When you hash a bitcoin block, you also track the hash of the previous block—which “chains” a block to the one before it, and so on down the line to the first bitcoin block ever created—and a random number called a nonce. The idea is to produce a hash that is lower than the numeric value of the network target. (This target changes periodically to adjust the mining difficulty, thereby assuring only one block gets created every 10 minutes.)

When you mine bitcoin, you repeatedly hash the block while incrementing the nonce. Each time you change the nonce, you also change the value of the resultant hash. The number of hashes that a miner makes per second is called the hash rate; the higher your hash rate, the better your chance of solving the puzzle. A single bitcoin mining rig can make up to 14 trillion guesses per second.

If you discover a hash value that is small enough before anyone else does, you win! Your block is then transmitted to the rest of the network, and the other nodes begin work on the next block using the hash of the accepted block. 

Powerful computers

As bitcoin went up in value over the years, miners found faster and faster ways to win the bitcoin lottery. When bitcoin was first introduced in 2009, you could mine bitcoin with the CPU on your own personal computer.

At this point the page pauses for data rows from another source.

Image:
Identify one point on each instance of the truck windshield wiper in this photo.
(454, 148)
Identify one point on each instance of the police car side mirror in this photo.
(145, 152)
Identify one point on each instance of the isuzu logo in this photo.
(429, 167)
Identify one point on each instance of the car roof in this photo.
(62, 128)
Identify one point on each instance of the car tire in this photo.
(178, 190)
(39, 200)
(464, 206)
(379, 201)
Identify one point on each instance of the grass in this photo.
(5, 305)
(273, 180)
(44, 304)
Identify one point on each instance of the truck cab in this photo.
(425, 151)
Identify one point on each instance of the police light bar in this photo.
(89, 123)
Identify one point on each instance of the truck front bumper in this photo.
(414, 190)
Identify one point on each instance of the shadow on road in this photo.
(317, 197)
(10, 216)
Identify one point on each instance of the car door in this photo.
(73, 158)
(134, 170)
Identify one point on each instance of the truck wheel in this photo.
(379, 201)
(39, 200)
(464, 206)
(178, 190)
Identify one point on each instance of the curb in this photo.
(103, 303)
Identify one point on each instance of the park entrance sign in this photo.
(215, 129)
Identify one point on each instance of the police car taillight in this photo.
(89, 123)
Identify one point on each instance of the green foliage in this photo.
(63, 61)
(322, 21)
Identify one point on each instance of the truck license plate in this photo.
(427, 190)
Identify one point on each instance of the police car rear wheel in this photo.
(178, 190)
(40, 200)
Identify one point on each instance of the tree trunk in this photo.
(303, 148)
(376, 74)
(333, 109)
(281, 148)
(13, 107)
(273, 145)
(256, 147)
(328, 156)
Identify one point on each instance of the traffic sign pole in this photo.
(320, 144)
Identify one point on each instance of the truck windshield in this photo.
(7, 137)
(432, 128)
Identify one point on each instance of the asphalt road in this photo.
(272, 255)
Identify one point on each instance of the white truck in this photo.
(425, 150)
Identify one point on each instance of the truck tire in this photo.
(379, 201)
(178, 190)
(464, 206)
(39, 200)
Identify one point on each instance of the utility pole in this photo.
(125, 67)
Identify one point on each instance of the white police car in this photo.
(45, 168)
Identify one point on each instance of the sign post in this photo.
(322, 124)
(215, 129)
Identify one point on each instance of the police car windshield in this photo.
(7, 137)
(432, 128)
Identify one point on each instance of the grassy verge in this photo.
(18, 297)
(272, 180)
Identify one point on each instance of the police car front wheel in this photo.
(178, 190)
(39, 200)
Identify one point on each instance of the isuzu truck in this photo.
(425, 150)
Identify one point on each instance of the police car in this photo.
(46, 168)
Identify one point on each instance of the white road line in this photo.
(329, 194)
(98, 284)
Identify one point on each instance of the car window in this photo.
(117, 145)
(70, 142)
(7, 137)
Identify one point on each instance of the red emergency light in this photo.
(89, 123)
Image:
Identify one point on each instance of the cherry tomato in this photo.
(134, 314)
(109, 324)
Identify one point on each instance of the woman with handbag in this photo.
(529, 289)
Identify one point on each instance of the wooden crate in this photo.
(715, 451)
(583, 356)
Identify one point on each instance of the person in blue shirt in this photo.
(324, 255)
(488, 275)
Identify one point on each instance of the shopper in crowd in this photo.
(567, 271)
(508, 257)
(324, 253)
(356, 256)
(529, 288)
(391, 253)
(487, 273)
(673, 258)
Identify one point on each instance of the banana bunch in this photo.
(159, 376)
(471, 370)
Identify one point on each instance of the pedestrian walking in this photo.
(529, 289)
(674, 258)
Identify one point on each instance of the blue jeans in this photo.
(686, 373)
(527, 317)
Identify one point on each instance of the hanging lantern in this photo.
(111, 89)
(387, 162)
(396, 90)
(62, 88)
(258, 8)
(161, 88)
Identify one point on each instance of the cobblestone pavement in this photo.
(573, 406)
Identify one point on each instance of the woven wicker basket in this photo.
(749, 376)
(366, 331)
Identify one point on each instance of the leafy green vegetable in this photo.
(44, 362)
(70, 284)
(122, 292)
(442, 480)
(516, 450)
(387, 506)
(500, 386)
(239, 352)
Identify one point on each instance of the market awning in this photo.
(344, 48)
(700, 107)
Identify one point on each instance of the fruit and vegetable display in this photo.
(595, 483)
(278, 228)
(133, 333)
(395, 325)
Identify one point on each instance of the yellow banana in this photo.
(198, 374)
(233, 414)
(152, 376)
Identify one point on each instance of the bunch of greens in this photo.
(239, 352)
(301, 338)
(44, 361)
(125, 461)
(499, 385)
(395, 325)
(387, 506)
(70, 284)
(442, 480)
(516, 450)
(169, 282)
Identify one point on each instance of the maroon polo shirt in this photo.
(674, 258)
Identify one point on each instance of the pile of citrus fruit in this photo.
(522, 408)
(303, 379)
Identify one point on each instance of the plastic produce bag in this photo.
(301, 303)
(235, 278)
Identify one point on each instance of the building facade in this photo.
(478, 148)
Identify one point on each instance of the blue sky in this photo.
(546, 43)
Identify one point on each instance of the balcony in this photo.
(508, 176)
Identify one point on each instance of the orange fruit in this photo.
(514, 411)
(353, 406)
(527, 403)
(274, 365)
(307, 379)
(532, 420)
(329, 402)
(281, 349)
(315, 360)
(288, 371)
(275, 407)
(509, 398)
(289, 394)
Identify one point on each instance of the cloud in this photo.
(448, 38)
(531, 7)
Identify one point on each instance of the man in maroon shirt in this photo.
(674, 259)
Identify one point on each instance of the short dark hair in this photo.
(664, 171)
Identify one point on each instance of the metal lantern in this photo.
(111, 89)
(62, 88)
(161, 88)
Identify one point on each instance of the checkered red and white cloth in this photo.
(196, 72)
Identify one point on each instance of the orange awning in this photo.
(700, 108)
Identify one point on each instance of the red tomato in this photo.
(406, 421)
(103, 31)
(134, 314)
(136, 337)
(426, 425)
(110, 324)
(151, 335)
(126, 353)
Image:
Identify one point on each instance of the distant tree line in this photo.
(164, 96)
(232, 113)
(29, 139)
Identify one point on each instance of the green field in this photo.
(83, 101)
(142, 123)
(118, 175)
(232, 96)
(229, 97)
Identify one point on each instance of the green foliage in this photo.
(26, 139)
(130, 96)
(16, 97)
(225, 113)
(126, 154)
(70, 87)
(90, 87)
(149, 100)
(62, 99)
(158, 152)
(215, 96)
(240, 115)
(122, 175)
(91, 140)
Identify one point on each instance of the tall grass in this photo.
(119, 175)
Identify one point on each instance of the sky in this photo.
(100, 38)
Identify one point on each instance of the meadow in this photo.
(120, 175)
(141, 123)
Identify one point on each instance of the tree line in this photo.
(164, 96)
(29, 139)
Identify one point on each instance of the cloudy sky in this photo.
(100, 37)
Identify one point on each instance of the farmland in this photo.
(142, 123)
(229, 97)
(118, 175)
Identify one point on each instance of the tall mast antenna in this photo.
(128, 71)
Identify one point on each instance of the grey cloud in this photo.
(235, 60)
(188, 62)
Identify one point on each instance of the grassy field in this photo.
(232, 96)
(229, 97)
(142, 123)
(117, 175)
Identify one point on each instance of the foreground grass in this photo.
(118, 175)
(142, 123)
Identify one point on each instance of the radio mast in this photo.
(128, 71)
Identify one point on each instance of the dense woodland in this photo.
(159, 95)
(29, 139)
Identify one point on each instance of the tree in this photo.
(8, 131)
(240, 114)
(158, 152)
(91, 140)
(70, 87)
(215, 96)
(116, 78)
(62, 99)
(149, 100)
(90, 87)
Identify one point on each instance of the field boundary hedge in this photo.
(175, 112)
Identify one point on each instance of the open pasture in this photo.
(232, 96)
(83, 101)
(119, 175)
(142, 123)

Those days are a distant memory. As bitcoin mining became more profitable, miners switched to graphic processing units (GPUs). And in 2011, they migrated to field-programmable gate arrays (FPGAs). But starting in 2013, the field was taken over by application-specific integrated circuit equipment (ASIC) rigs—which is the only way to make a profit mining bitcoin these days. 

Over the past decade, bitcoin miners have set up thousands of warehouses of computer hardware dedicated to performing trial-and-error computations in a race against each other to win the block reward.

The result is a massively inefficient coal-powered monster that consumes the same amount of energy as a country (Argentina) with 45 million people, all in the name of “number go up,”

*This is an approximation. The next bitcoin halvening event could happen before or after this date.